AB’nin kararı nedeniyle, bor ihracat pazarının yüzde 50 olumsuz etkilenmesi ve en az yıllık 50 milyon dolar ihracatta kayıp yaşanmasının söz konusu olduğu belirtilirken, AB’nin kararının "ikincil ve psikolojik etkilerinin" daha fazla olacağına işaret ediliyor. Buna göre, ülkelerin AB direktifini ulusal mevzuatlarına yansıtmasına bağlı olarak bu etkiler görülecek. Direktif uyarınca, bor ve türevleri, içeriğinde yüzde 5.5’ten fazla bor ve türevleri bulunan ürünlerin ihracatında ambalajın üzerinde "üreme sağlığı üzerinde etkili toksik madde" ibaresi, kurukafa ve çapraz kemik işaretleri, belli semboller bulunacak. Ayrıca, kozmetik gibi ürünlerde de içeriğinde yüzde 5.5’ten fazla bor türevi kullanımı yasaklanıyor. Uzmanlar, bu işaretleri koymanın ilk aşamada ihracatı doğrudan olumsuz etkilemese bile, tüketici tercihlerini olumsuz etkileyebileceğine dikkat çekiliyor. Bu işaretler nedeniyle tüketicilerin, içinde bor ve türevleri bulunan ürünleri almaktan imtina edebileceğini, bunun da sanayicilerin tercihini, dolayısıyla da Türkiye’nin ihracatını olumsuz etkileyebileceğini anlatan yetkililer, AB’nin özellikle çevre ve insan sağlığı konusunda aldığı kararların diğer ülkeler tarafından da örnek alındığını belirterek, söz konusu kararın etkisinin çok daha geniş çaplı olacağını vurguladılar.

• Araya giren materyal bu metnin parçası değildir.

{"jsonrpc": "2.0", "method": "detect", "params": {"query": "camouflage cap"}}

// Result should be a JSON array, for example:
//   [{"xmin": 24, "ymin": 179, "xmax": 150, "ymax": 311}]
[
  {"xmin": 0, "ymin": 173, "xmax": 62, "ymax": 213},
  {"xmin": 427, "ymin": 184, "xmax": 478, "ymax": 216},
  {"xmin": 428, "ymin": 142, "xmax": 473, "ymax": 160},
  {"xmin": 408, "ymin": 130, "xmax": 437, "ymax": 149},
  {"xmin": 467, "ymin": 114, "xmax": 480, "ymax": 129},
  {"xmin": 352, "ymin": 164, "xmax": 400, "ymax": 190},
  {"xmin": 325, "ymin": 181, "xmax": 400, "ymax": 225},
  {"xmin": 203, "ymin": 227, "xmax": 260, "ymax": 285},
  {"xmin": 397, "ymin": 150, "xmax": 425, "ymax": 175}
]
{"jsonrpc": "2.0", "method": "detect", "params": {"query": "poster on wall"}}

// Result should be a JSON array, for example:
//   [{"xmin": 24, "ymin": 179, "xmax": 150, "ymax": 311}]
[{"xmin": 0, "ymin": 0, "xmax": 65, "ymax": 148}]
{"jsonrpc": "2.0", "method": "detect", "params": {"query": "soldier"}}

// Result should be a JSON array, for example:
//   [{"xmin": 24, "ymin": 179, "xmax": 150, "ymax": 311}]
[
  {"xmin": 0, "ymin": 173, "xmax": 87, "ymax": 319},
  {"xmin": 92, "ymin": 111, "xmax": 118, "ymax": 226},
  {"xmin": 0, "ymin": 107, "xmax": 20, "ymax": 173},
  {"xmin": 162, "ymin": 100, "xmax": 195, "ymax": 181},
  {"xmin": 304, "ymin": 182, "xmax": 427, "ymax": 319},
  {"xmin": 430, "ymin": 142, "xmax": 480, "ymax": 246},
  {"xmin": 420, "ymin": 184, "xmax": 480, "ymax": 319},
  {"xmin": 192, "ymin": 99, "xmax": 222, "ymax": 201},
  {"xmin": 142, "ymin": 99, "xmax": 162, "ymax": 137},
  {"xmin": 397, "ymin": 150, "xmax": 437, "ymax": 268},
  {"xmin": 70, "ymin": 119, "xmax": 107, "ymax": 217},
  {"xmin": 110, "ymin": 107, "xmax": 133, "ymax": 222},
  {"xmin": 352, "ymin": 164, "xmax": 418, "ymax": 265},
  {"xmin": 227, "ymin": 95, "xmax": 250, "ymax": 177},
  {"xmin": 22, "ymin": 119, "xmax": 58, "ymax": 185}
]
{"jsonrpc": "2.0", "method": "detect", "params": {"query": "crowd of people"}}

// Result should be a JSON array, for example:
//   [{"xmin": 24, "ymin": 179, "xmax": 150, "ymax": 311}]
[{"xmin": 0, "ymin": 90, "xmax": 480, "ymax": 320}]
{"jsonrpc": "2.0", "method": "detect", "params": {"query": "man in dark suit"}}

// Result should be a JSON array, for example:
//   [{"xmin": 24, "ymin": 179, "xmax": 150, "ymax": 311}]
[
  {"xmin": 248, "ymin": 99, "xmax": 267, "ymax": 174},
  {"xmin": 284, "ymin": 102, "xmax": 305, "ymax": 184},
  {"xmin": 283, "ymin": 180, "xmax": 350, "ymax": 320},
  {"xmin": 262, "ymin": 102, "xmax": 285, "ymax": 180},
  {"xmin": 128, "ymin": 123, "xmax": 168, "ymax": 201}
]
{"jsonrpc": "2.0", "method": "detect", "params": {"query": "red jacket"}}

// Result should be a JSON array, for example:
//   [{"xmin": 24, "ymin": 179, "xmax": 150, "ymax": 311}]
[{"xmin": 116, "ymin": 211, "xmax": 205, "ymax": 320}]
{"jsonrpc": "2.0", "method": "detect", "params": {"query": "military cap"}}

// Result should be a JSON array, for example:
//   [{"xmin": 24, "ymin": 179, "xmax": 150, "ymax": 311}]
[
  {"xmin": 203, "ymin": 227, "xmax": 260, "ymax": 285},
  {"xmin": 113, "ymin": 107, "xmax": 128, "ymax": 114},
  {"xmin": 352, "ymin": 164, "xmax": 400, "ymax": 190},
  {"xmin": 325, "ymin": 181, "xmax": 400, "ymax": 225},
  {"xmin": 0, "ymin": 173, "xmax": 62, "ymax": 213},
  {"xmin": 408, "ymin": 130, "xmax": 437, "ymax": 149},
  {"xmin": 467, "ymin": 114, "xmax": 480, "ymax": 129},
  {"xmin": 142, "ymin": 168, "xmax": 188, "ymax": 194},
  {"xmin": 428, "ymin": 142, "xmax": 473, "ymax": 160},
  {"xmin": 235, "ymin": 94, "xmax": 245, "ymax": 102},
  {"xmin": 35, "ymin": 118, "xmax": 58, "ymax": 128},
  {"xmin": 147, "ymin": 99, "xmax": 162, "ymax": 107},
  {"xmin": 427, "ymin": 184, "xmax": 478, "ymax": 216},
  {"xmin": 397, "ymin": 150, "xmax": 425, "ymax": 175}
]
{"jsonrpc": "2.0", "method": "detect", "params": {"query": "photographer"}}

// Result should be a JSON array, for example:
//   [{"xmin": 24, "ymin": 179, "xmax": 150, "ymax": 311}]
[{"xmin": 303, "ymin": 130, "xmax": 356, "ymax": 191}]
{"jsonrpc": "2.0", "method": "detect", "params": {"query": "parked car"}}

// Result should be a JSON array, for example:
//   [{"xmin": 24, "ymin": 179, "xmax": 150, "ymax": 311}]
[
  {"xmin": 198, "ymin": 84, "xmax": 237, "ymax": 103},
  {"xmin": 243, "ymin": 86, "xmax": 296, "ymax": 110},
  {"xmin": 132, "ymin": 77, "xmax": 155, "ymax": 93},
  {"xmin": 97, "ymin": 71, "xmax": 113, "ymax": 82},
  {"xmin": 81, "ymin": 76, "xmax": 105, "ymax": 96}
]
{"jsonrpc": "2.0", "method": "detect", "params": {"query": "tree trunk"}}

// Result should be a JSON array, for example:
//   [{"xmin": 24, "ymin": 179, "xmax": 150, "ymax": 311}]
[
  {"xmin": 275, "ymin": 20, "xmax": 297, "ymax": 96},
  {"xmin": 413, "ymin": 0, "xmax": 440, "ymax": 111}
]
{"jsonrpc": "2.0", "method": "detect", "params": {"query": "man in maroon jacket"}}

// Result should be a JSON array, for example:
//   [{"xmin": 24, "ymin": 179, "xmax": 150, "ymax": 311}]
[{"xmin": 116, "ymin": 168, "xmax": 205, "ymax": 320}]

Türkiye’nin bor ve türevleri ihraç ettiği ülkeler, AB’nin çekinceleri nedeniyle, AB’ye ihracatlarının olumsuz etkilenmemesi nedeniyle, bu ürünleri kullanmaktan vazgeçebilecek.

Dünya rezervinin yüzde 72’si Türkiye’de

Dünyada 4 milyar ton bor rezervi var, bunun yüzde 72’si Türkiye’de. Ama Türkiye dahil yıllık tüketim 4 milyon ton. Bor kimyasallarının yüzde 95’i cam, seramik ve deterjan sektörüne satılıyor. Bu yıl, 500-600 milyon dolar düzeyinde gerçekleşmesi beklenen bor ihracatının 130-140 milyon doları AB’ye yönelik olacak.

Bor madeni nerelerde kullanılıyor

Piyade tüfeği, tabanca, top, tank üretiminde.

Zırhlı araçların zırhlarını güçlendirici seramik plaklarda.

BNCT kanser tedavisinde.

ABD ordusu tarafından kullanılan hayalet uçaklarda.

Kobra helikopterlerinin koltuklarında.

Plastiklerde ve sanayi elyafı üretiminde.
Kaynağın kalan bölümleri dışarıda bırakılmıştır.